4. Graphing the Function
To graph the function, we can use the domain, range, key features, and some additional points. The graph of the function will look like this:
- The graph will be above the x-axis because the range is non-negative.
- The graph will have a vertical asymptote at x = -3.
- The graph will pass through the x-intercept at x = 2.
- The graph will be decreasing on its domain.

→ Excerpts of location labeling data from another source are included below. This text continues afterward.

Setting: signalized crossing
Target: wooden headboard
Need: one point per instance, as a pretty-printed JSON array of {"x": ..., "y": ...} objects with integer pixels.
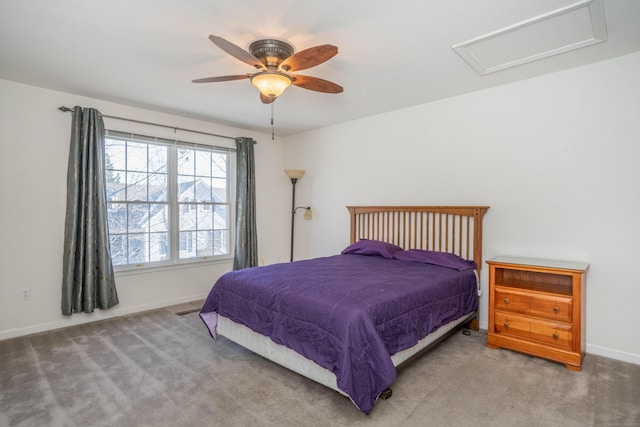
[{"x": 453, "y": 229}]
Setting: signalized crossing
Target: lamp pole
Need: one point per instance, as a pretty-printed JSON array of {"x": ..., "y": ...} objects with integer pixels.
[
  {"x": 295, "y": 175},
  {"x": 293, "y": 212}
]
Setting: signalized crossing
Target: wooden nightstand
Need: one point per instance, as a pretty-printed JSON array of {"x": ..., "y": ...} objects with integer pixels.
[{"x": 537, "y": 307}]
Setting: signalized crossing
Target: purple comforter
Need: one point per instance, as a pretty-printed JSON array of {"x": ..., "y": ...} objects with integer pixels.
[{"x": 348, "y": 313}]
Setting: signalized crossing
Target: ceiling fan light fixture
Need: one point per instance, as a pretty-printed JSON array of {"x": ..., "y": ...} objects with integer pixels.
[{"x": 271, "y": 84}]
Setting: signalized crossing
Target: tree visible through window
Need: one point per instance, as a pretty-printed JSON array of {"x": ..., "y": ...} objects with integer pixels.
[{"x": 160, "y": 193}]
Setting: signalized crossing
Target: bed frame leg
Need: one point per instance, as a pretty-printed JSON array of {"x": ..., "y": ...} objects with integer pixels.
[{"x": 386, "y": 393}]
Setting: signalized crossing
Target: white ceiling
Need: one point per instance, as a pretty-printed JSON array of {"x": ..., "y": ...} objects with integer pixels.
[{"x": 392, "y": 55}]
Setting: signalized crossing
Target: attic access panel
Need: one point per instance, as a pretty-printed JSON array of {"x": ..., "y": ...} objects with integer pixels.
[{"x": 569, "y": 28}]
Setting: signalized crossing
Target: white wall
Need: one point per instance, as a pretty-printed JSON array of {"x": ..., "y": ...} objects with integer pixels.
[
  {"x": 34, "y": 146},
  {"x": 556, "y": 157}
]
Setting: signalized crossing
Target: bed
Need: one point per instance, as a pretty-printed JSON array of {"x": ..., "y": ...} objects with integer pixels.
[{"x": 408, "y": 278}]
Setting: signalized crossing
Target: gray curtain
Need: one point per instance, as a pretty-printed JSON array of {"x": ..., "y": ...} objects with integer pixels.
[
  {"x": 87, "y": 277},
  {"x": 246, "y": 253}
]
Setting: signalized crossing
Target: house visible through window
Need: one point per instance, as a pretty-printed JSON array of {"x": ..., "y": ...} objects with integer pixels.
[{"x": 168, "y": 202}]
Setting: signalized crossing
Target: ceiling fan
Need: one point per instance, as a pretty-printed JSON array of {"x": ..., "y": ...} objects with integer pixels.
[{"x": 275, "y": 59}]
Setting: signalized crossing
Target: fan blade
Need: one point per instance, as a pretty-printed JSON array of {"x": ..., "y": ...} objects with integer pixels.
[
  {"x": 237, "y": 52},
  {"x": 222, "y": 78},
  {"x": 314, "y": 83},
  {"x": 308, "y": 58},
  {"x": 267, "y": 99}
]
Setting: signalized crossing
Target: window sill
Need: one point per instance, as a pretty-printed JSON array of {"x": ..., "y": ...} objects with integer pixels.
[{"x": 127, "y": 271}]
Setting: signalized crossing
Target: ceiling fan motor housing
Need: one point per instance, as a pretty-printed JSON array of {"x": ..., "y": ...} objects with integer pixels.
[{"x": 271, "y": 52}]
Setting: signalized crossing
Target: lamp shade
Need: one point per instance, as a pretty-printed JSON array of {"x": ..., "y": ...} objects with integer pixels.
[
  {"x": 271, "y": 84},
  {"x": 294, "y": 173}
]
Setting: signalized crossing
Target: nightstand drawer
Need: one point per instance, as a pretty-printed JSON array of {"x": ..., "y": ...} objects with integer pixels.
[
  {"x": 510, "y": 301},
  {"x": 552, "y": 333},
  {"x": 551, "y": 307},
  {"x": 512, "y": 324}
]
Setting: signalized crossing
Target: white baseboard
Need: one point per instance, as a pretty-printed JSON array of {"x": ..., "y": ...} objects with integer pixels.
[
  {"x": 613, "y": 354},
  {"x": 81, "y": 318}
]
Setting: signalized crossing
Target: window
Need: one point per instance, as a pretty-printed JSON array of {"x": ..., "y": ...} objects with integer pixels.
[{"x": 168, "y": 201}]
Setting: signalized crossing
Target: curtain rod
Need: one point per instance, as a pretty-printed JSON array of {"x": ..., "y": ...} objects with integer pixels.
[{"x": 67, "y": 109}]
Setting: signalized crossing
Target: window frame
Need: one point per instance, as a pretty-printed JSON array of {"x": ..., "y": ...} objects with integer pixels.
[{"x": 173, "y": 202}]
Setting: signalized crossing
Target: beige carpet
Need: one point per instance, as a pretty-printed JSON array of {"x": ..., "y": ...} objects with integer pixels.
[{"x": 163, "y": 369}]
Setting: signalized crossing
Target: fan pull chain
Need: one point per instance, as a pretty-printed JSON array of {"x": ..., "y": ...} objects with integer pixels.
[{"x": 272, "y": 127}]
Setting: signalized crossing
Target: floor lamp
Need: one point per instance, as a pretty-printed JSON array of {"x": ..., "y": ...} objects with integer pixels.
[{"x": 295, "y": 175}]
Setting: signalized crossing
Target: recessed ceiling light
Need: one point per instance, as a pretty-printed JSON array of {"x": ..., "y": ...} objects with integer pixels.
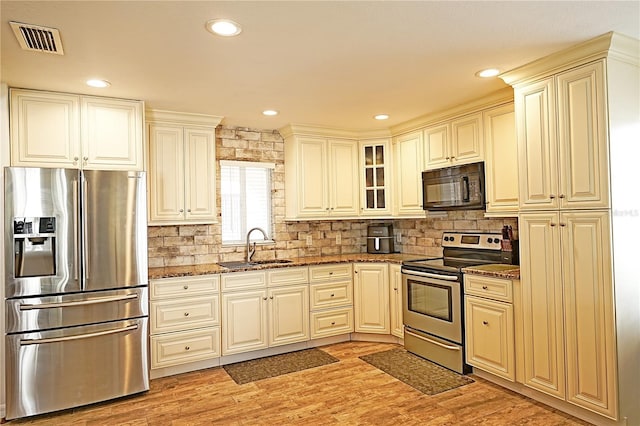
[
  {"x": 489, "y": 72},
  {"x": 223, "y": 27},
  {"x": 101, "y": 84}
]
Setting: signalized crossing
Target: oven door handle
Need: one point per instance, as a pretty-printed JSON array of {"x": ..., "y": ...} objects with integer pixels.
[
  {"x": 430, "y": 275},
  {"x": 442, "y": 345}
]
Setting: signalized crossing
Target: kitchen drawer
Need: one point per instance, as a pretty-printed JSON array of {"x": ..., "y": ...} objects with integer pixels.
[
  {"x": 331, "y": 322},
  {"x": 184, "y": 286},
  {"x": 332, "y": 294},
  {"x": 183, "y": 314},
  {"x": 287, "y": 276},
  {"x": 187, "y": 346},
  {"x": 334, "y": 271},
  {"x": 243, "y": 280},
  {"x": 489, "y": 287}
]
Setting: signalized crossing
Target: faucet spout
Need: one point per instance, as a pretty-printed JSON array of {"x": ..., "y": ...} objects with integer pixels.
[{"x": 252, "y": 249}]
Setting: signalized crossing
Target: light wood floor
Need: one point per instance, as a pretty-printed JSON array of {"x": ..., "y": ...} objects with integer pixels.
[{"x": 349, "y": 392}]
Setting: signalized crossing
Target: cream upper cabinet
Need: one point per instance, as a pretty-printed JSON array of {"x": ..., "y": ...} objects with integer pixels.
[
  {"x": 72, "y": 131},
  {"x": 395, "y": 300},
  {"x": 459, "y": 141},
  {"x": 321, "y": 177},
  {"x": 569, "y": 312},
  {"x": 501, "y": 161},
  {"x": 437, "y": 146},
  {"x": 371, "y": 298},
  {"x": 182, "y": 172},
  {"x": 375, "y": 178},
  {"x": 563, "y": 148},
  {"x": 408, "y": 157}
]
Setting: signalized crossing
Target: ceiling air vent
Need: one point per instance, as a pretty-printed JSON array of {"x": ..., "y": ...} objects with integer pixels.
[{"x": 38, "y": 39}]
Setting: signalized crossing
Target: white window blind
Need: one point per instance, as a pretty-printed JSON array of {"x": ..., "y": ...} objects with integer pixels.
[{"x": 245, "y": 192}]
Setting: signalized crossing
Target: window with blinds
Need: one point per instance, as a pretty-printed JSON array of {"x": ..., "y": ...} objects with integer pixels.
[{"x": 245, "y": 193}]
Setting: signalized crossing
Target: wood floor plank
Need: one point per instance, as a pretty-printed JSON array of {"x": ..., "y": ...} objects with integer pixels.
[{"x": 349, "y": 392}]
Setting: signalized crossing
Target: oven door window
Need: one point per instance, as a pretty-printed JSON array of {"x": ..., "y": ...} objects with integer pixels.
[{"x": 430, "y": 299}]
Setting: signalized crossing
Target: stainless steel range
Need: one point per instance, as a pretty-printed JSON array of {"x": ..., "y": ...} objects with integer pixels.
[{"x": 433, "y": 296}]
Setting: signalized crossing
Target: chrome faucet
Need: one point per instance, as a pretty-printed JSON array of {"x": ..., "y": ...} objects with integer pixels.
[{"x": 252, "y": 250}]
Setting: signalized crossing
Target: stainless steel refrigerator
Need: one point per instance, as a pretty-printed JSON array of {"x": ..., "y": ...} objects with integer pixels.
[{"x": 76, "y": 288}]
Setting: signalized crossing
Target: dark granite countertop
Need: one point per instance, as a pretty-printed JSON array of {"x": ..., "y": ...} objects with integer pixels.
[
  {"x": 214, "y": 268},
  {"x": 497, "y": 270}
]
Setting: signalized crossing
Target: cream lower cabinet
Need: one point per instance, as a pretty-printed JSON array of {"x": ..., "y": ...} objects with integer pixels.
[
  {"x": 489, "y": 325},
  {"x": 371, "y": 295},
  {"x": 331, "y": 299},
  {"x": 501, "y": 161},
  {"x": 568, "y": 307},
  {"x": 395, "y": 300},
  {"x": 182, "y": 172},
  {"x": 50, "y": 129},
  {"x": 185, "y": 320},
  {"x": 256, "y": 316}
]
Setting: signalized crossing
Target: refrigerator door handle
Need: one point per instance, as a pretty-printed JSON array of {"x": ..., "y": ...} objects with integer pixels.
[
  {"x": 85, "y": 262},
  {"x": 94, "y": 301},
  {"x": 27, "y": 342},
  {"x": 76, "y": 237}
]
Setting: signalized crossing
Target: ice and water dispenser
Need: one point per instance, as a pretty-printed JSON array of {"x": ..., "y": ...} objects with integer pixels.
[{"x": 34, "y": 246}]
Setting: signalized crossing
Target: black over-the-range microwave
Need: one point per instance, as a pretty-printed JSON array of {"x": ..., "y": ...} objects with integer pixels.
[{"x": 453, "y": 188}]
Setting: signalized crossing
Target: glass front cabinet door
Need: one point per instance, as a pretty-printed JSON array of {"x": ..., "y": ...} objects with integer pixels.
[{"x": 375, "y": 160}]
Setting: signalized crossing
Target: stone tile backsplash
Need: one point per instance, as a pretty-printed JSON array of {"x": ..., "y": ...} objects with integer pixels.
[{"x": 201, "y": 244}]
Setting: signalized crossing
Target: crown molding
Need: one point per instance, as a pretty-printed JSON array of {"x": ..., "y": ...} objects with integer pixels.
[
  {"x": 328, "y": 132},
  {"x": 499, "y": 97},
  {"x": 610, "y": 45},
  {"x": 182, "y": 118}
]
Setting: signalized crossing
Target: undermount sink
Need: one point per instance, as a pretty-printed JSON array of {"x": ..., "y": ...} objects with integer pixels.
[{"x": 242, "y": 264}]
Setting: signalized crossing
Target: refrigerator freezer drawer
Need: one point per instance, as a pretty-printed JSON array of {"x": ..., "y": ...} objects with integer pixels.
[
  {"x": 42, "y": 313},
  {"x": 75, "y": 366}
]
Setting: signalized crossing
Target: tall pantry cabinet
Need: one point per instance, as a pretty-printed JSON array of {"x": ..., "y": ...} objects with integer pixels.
[{"x": 575, "y": 115}]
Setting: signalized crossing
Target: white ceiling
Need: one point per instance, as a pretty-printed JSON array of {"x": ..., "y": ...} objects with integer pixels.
[{"x": 333, "y": 64}]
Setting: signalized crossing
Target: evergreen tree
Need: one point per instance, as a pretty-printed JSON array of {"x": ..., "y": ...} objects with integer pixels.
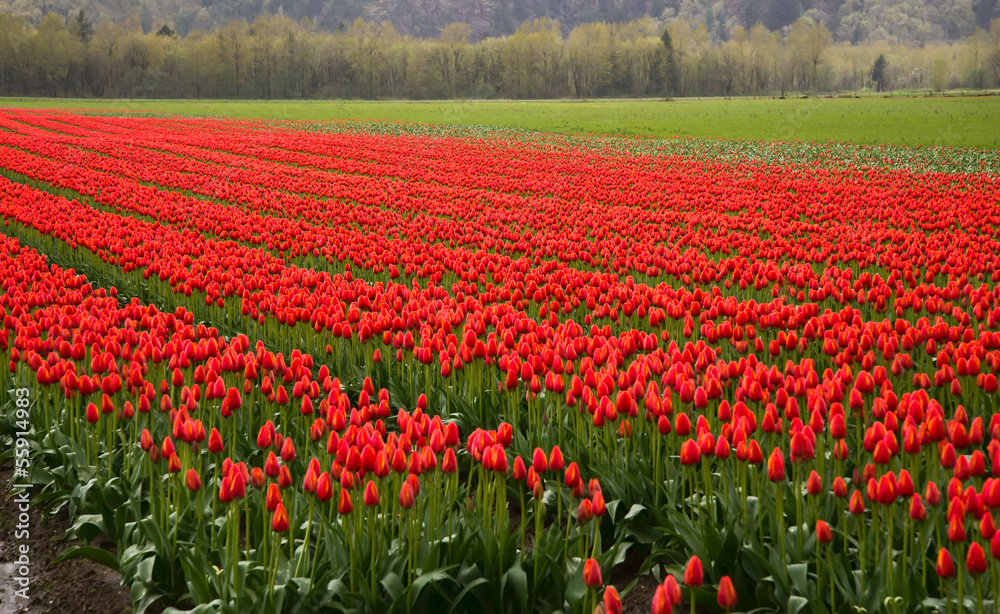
[{"x": 878, "y": 71}]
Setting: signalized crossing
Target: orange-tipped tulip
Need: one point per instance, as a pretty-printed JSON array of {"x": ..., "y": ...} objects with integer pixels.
[
  {"x": 324, "y": 488},
  {"x": 694, "y": 574},
  {"x": 823, "y": 533},
  {"x": 406, "y": 498},
  {"x": 273, "y": 497},
  {"x": 975, "y": 559},
  {"x": 215, "y": 441},
  {"x": 345, "y": 505},
  {"x": 612, "y": 601},
  {"x": 539, "y": 461},
  {"x": 193, "y": 480},
  {"x": 945, "y": 568},
  {"x": 592, "y": 573},
  {"x": 776, "y": 466},
  {"x": 371, "y": 494},
  {"x": 661, "y": 601},
  {"x": 279, "y": 522}
]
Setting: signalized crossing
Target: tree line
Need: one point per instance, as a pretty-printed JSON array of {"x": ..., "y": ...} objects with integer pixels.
[{"x": 276, "y": 57}]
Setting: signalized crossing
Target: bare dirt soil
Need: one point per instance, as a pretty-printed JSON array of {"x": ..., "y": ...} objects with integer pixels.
[{"x": 76, "y": 585}]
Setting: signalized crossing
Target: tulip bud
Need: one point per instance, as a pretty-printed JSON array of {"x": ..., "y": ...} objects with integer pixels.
[
  {"x": 690, "y": 452},
  {"x": 661, "y": 601},
  {"x": 193, "y": 480},
  {"x": 823, "y": 533},
  {"x": 406, "y": 497},
  {"x": 273, "y": 497},
  {"x": 917, "y": 510},
  {"x": 945, "y": 568},
  {"x": 694, "y": 574},
  {"x": 215, "y": 441},
  {"x": 776, "y": 466},
  {"x": 371, "y": 494},
  {"x": 592, "y": 574},
  {"x": 612, "y": 602},
  {"x": 814, "y": 484},
  {"x": 975, "y": 559},
  {"x": 345, "y": 505},
  {"x": 279, "y": 522}
]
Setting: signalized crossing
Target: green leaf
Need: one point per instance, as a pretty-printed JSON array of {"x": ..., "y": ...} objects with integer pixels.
[
  {"x": 98, "y": 555},
  {"x": 516, "y": 578},
  {"x": 796, "y": 603},
  {"x": 457, "y": 601},
  {"x": 393, "y": 585},
  {"x": 798, "y": 574},
  {"x": 634, "y": 511}
]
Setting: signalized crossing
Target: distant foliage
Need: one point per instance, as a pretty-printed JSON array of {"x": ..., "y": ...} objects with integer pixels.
[{"x": 278, "y": 57}]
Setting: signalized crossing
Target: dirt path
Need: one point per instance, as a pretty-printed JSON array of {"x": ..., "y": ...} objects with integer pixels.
[{"x": 74, "y": 586}]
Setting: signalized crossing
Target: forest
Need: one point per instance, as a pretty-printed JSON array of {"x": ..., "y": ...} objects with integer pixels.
[{"x": 275, "y": 56}]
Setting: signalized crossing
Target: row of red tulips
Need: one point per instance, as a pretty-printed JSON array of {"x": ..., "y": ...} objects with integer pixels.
[{"x": 870, "y": 412}]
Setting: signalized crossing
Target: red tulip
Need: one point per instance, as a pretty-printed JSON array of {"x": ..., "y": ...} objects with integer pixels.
[
  {"x": 945, "y": 567},
  {"x": 193, "y": 480},
  {"x": 279, "y": 522},
  {"x": 371, "y": 494},
  {"x": 823, "y": 533},
  {"x": 345, "y": 505},
  {"x": 776, "y": 466},
  {"x": 690, "y": 452},
  {"x": 661, "y": 601},
  {"x": 693, "y": 573},
  {"x": 612, "y": 602},
  {"x": 975, "y": 559},
  {"x": 592, "y": 573}
]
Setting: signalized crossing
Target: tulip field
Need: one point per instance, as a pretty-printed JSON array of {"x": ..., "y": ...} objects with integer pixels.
[{"x": 382, "y": 367}]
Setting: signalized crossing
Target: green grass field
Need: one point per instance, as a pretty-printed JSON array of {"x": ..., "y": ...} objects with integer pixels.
[{"x": 944, "y": 121}]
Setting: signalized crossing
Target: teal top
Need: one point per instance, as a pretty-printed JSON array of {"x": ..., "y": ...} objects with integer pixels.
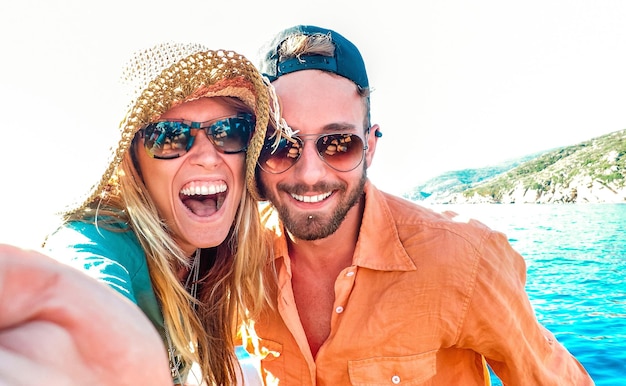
[{"x": 114, "y": 257}]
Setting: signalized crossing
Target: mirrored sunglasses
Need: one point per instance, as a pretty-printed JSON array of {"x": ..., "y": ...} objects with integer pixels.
[
  {"x": 173, "y": 138},
  {"x": 341, "y": 151}
]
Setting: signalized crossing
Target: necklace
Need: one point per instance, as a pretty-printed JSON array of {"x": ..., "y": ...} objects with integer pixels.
[{"x": 191, "y": 285}]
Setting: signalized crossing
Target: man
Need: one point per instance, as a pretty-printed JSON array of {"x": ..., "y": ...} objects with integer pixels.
[
  {"x": 60, "y": 327},
  {"x": 373, "y": 289}
]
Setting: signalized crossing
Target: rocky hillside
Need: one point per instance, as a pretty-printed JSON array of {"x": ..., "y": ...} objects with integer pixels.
[{"x": 593, "y": 171}]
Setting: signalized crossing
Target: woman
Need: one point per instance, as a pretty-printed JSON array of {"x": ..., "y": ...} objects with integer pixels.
[{"x": 171, "y": 224}]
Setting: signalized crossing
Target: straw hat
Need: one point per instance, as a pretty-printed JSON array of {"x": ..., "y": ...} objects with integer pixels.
[{"x": 161, "y": 77}]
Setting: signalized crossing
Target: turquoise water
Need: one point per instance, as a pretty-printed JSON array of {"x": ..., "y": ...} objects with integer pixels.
[{"x": 576, "y": 258}]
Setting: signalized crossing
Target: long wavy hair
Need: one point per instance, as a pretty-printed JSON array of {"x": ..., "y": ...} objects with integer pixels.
[{"x": 231, "y": 289}]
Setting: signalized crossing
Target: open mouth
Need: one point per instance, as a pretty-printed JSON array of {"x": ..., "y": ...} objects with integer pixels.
[
  {"x": 203, "y": 198},
  {"x": 312, "y": 199}
]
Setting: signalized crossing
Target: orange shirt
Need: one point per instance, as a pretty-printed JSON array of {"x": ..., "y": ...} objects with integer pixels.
[{"x": 426, "y": 297}]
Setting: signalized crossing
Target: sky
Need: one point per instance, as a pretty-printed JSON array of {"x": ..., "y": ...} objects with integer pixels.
[{"x": 456, "y": 84}]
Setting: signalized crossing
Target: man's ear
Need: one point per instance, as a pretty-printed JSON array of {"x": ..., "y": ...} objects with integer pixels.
[{"x": 372, "y": 139}]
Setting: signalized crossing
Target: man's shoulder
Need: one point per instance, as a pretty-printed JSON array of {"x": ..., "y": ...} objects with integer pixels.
[{"x": 411, "y": 218}]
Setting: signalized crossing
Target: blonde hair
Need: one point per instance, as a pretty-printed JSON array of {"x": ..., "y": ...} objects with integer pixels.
[
  {"x": 232, "y": 290},
  {"x": 298, "y": 45}
]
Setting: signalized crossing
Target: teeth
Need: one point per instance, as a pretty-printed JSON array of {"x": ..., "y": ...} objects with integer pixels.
[
  {"x": 316, "y": 198},
  {"x": 203, "y": 189}
]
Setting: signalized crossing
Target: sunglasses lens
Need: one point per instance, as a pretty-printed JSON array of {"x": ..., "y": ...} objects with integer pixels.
[
  {"x": 342, "y": 152},
  {"x": 167, "y": 139},
  {"x": 278, "y": 159},
  {"x": 171, "y": 139},
  {"x": 231, "y": 135}
]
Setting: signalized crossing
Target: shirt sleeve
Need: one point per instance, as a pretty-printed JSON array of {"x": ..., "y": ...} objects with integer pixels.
[{"x": 500, "y": 323}]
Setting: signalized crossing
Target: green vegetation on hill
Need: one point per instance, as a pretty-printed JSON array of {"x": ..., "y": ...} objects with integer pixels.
[{"x": 601, "y": 159}]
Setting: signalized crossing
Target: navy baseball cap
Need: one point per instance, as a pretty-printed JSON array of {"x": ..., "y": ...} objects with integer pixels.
[{"x": 347, "y": 61}]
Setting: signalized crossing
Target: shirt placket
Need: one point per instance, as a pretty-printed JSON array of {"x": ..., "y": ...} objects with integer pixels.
[{"x": 343, "y": 288}]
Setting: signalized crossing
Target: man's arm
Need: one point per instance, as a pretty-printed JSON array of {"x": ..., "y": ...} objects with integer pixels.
[
  {"x": 59, "y": 326},
  {"x": 502, "y": 326}
]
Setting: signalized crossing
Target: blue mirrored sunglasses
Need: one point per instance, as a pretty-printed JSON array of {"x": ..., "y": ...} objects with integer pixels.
[{"x": 169, "y": 139}]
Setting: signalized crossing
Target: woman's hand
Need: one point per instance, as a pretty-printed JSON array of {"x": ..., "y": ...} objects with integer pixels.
[{"x": 60, "y": 327}]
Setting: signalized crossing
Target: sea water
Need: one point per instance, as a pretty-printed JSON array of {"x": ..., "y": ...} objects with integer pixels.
[{"x": 576, "y": 262}]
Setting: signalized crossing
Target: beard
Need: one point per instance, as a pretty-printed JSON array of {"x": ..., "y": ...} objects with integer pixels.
[{"x": 309, "y": 225}]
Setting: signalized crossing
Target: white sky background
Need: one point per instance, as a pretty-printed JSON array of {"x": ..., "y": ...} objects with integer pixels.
[{"x": 457, "y": 84}]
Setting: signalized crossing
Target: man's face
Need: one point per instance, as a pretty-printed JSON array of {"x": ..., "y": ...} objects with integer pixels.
[{"x": 312, "y": 198}]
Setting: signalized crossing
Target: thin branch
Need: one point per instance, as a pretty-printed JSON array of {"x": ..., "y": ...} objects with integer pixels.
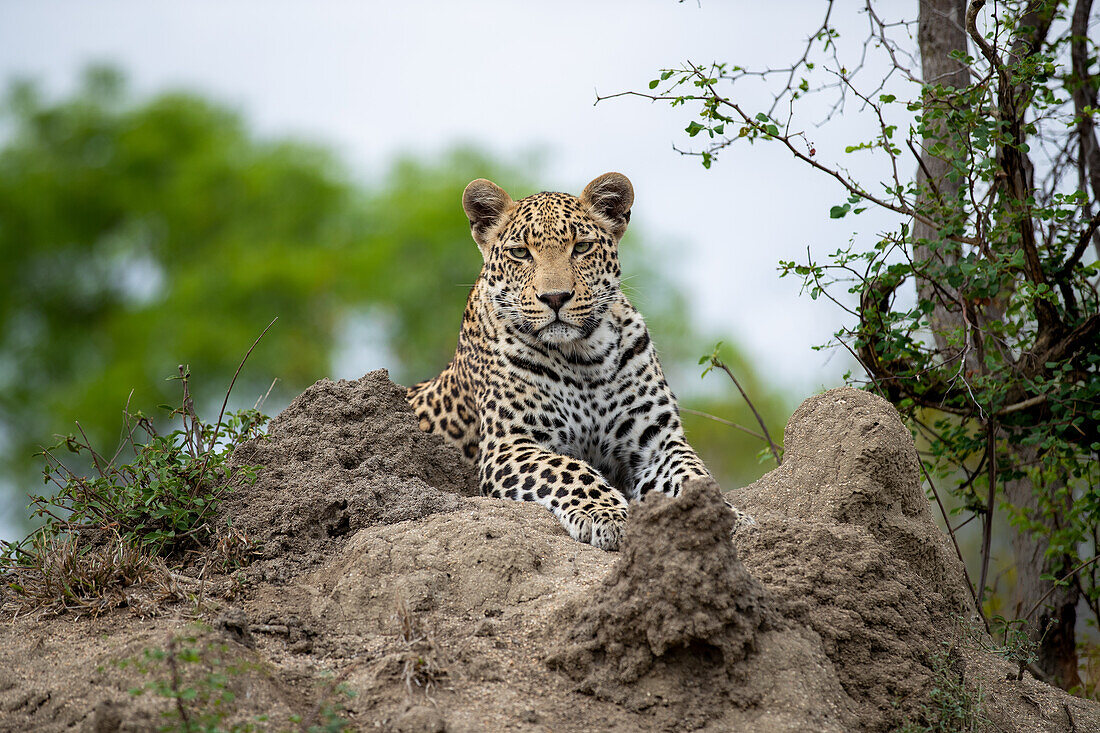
[
  {"x": 774, "y": 451},
  {"x": 988, "y": 525},
  {"x": 1058, "y": 582},
  {"x": 723, "y": 420}
]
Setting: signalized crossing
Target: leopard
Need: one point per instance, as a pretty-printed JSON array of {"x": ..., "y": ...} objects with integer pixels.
[{"x": 556, "y": 393}]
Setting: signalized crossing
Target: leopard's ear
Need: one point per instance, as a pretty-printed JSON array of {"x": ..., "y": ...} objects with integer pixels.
[
  {"x": 608, "y": 199},
  {"x": 484, "y": 204}
]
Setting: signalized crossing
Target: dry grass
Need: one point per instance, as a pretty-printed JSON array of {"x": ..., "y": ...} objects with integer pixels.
[
  {"x": 421, "y": 668},
  {"x": 66, "y": 573}
]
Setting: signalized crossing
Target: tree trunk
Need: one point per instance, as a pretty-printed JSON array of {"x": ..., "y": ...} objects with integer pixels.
[
  {"x": 942, "y": 31},
  {"x": 1056, "y": 617}
]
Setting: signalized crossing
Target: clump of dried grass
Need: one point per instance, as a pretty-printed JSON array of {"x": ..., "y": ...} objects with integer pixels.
[{"x": 421, "y": 667}]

Note: The exact shape of the graph requires further analysis of the function's behavior near the asymptote and the x-intercept.
In conclusion, the function f(x) = sqrt((9-3^(x))/(5^(-x)-125)) is a complex function with a limited domain and a non-negative range. It exhibits a vertical asymptote, an x-intercept, and decreasing behavior on its domain. By understanding its key features, we can sketch a general representation of the function's graph.